- A 20-year-old woman suffered a heart attack after trying a TikTok trend.
- The trend involves consuming a scoop of dry, caffeinated, pre-workout supplement powder.
- Research reveals that powdered caffeine is equivalent to almost 50 cups of coffee.
A 20-year-old woman said she suffered a heart attack after attempting to do “dry scooping”, a TikTok trend where people eat a scoop of dry, caffeinated, pre-workout supplement powder.
In April, Briatney Portillo uploaded a series of videos on her TikTok account to warn people about the trend.
According to the videos posted by Portillo, she swallowed the supplement before her workout, then started having chest pain and a heavy sensation right while working out.
She then started feeling nauseous, fatigued, and was intensely sweating, which she initially thought of as anxiety.
Portillo called 911 and had to stay in the hospital because the pain worsened and radiated to her back, and she also had numbness in the left side of her body.
Pre-workout supplements contain large doses of caffeine and compounds such as B-vitamins, creatine, and beta-alanine to enhance performance. Most of these supplements are to be mixed with water so the ingredients are diluted.
Caffeine can be toxic in huge doses
In one of her videos, Portillo said she had mixed the pre-workout with water, but her caffeine sensitivity may have caused the side effects.
The supplement she took has 320 milligrams of caffeine, which is equivalent to three cups of coffee. Studies recommend limiting caffeine intake to up to 400 mg of caffeine or five cups of coffee a day.
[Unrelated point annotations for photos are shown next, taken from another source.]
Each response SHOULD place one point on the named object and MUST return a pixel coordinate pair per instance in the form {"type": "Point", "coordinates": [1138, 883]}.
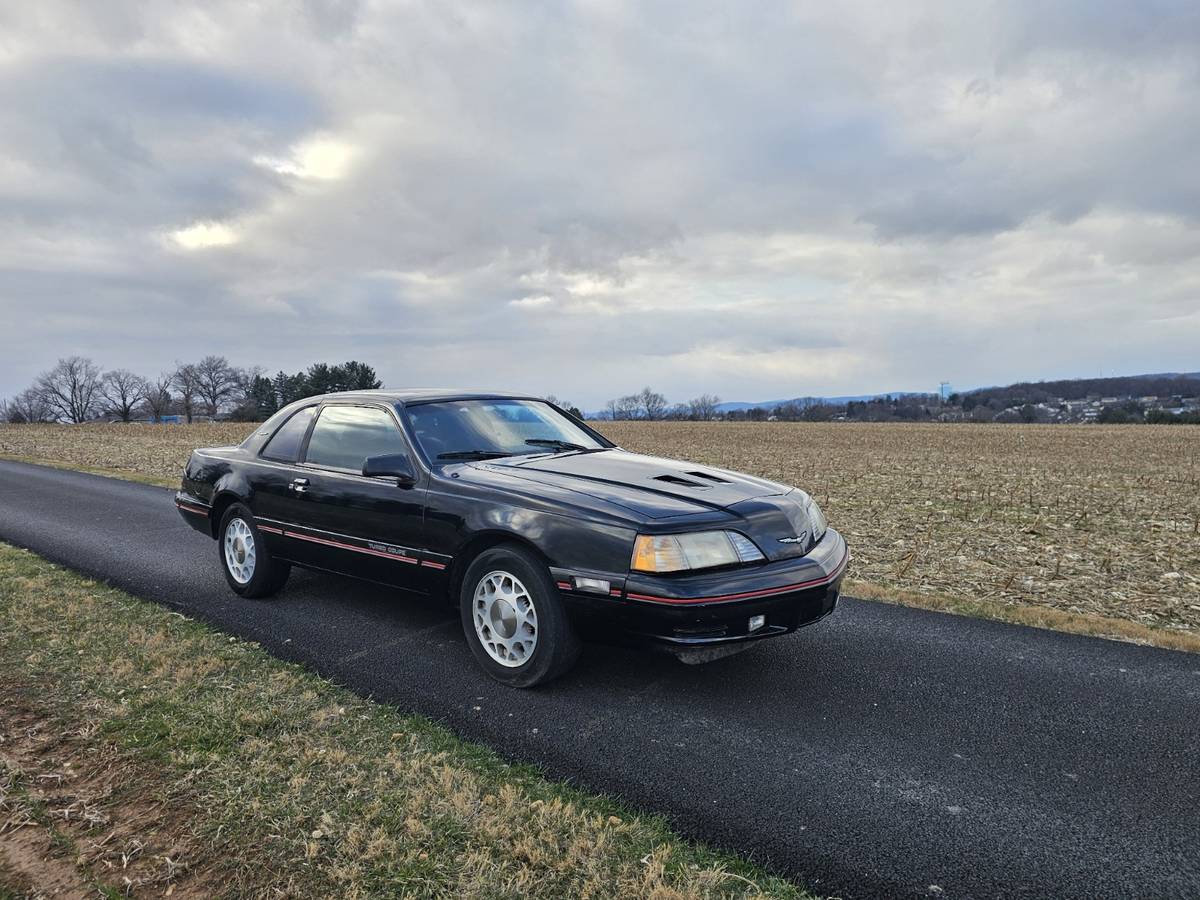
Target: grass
{"type": "Point", "coordinates": [1084, 528]}
{"type": "Point", "coordinates": [145, 754]}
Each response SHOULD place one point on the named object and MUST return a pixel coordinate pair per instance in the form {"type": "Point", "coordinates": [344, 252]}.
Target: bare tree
{"type": "Point", "coordinates": [123, 390]}
{"type": "Point", "coordinates": [187, 382]}
{"type": "Point", "coordinates": [627, 407]}
{"type": "Point", "coordinates": [157, 396]}
{"type": "Point", "coordinates": [652, 403]}
{"type": "Point", "coordinates": [71, 389]}
{"type": "Point", "coordinates": [216, 382]}
{"type": "Point", "coordinates": [703, 407]}
{"type": "Point", "coordinates": [29, 406]}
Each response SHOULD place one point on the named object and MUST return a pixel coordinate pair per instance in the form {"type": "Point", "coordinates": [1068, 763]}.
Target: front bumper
{"type": "Point", "coordinates": [699, 613]}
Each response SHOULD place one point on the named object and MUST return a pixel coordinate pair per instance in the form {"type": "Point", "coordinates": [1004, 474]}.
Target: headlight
{"type": "Point", "coordinates": [701, 550]}
{"type": "Point", "coordinates": [816, 517]}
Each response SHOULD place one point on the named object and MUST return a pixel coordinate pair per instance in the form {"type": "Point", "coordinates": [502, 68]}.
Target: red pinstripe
{"type": "Point", "coordinates": [349, 546]}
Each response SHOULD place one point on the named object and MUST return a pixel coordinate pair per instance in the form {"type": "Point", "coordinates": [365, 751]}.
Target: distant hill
{"type": "Point", "coordinates": [1165, 384]}
{"type": "Point", "coordinates": [737, 406]}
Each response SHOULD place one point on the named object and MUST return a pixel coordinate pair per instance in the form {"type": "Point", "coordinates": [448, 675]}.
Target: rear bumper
{"type": "Point", "coordinates": [706, 612]}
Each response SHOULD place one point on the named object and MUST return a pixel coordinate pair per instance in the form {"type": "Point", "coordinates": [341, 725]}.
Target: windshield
{"type": "Point", "coordinates": [491, 429]}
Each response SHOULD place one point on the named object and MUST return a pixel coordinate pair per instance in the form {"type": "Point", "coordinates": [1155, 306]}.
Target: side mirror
{"type": "Point", "coordinates": [391, 465]}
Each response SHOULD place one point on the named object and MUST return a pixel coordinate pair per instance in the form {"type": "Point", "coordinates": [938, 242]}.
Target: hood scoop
{"type": "Point", "coordinates": [682, 481]}
{"type": "Point", "coordinates": [672, 479]}
{"type": "Point", "coordinates": [654, 486]}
However, powdered caffeine is much more concentrated. For some supplements, a few teaspoons are equivalent to over 50 cups of coffee. Excessive caffeine intake can cause harmful side effects and may even be fatal.
Caffeine overdose can cause nausea, heart palpitations, vomiting, headache, fever, confusion, seizures, kidney failures, and heart problems. Research reveals that caffeine overdose accounts for at least 92 deaths in the past fifty years.
Consuming concentrated caffeine forms can increase the risk
The body’s absorption of caffeine in beverages like coffee or tea takes time. But according to research, when caffeine is consumed directly in powdered or aerosol form, the mouth’s membrane can absorb the caffeine much more quickly, intensifying the effects.
Taking birth control pills may also increase the effects of caffeine absorption.